Dive Brief:
- The European Medicines Agency last week recommended nine novel drugs for approval, including Alnylam Pharmaceutical's RNAi therapeutic Onpattro, after the latest meeting of the regulator's Committee for Medicinal Products for Human Use.
- While a positive opinion from the CHMP isn't a final decision, it's a key step toward gaining a marketing authorization from the European Commission. The CHMP also gave a thumbs up to three generic drugs and three biosimilars, in addition to the nine first approvals.
- The news wasn't all positive for drugmakers, though. There were negative recommendations on Dexxience and Eladynos following re-examination, and a restriction on use of Xofigo.
Dive Insight:
Alnylam's Onpattro (patisiran) was one of the drugs securing a recommendation from the EMA last week. The RNAi therapeutic treats hereditary transthyretin-mediated amyloidosis, a rare disease that leads to neuropathy and cardiomyopathy.
Onpattro is pending approval in the U.S., with a Prescription Drug User Fee Act (PDUFA) date of August 11, 2018, and could be the first RNAi drug to hit the market.

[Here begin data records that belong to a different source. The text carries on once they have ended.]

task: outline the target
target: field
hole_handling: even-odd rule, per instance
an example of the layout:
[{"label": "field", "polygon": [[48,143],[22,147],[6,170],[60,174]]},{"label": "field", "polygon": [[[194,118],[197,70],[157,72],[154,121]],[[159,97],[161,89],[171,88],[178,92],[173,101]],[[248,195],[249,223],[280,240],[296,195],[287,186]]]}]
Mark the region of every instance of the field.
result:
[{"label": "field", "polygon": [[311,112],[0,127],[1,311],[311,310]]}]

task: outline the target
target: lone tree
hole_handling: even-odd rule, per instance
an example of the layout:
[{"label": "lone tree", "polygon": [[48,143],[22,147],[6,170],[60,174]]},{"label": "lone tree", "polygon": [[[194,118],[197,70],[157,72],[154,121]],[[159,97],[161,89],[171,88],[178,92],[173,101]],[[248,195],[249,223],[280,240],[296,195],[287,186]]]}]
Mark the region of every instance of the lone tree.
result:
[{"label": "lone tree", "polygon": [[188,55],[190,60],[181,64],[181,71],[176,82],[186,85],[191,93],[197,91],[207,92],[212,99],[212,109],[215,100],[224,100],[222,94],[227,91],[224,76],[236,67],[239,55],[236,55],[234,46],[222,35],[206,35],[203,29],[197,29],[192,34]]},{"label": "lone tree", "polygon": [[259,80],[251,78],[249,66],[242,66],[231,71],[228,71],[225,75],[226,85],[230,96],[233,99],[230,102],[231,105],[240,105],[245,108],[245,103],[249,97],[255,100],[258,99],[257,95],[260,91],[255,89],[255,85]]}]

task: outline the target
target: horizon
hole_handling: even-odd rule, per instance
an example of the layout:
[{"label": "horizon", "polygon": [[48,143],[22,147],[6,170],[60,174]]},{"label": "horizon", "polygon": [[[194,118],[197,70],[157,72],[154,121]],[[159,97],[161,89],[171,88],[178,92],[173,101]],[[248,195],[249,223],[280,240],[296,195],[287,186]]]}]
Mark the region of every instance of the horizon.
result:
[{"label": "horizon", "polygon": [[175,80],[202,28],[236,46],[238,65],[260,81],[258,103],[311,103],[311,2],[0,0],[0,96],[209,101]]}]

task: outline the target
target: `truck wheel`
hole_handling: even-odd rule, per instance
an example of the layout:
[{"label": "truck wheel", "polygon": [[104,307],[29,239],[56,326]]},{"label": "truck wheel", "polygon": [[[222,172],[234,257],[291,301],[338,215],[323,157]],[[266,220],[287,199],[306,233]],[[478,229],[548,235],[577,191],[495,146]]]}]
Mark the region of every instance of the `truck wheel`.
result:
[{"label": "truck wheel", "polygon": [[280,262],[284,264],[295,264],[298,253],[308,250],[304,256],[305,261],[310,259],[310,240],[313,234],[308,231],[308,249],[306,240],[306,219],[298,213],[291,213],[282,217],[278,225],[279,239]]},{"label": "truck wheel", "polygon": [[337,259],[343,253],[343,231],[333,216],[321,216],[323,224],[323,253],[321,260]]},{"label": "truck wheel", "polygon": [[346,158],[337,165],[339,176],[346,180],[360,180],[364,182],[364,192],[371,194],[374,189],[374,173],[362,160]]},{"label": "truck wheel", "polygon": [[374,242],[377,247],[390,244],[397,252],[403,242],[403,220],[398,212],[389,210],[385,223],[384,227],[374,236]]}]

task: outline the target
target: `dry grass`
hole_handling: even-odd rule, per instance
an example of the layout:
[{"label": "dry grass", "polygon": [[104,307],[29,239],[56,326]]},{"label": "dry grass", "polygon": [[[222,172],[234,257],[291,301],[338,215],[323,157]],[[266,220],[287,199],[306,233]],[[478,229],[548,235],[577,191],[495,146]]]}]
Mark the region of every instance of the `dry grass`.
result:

Vertex Pharmaceuticals' Symkevi also garnered a recommendation. Symkevi combines tezacaftor with the marketed drug Kalydeco (ivacaftor), and has been approved in the U.S. as Symdeko. This would be the first regimen in the EU to treat the CFTR protein defect in cystic fibrosis patients who have one copy of the F508del mutation and a copy of one of 14 mutations that result in residual CTFR activity.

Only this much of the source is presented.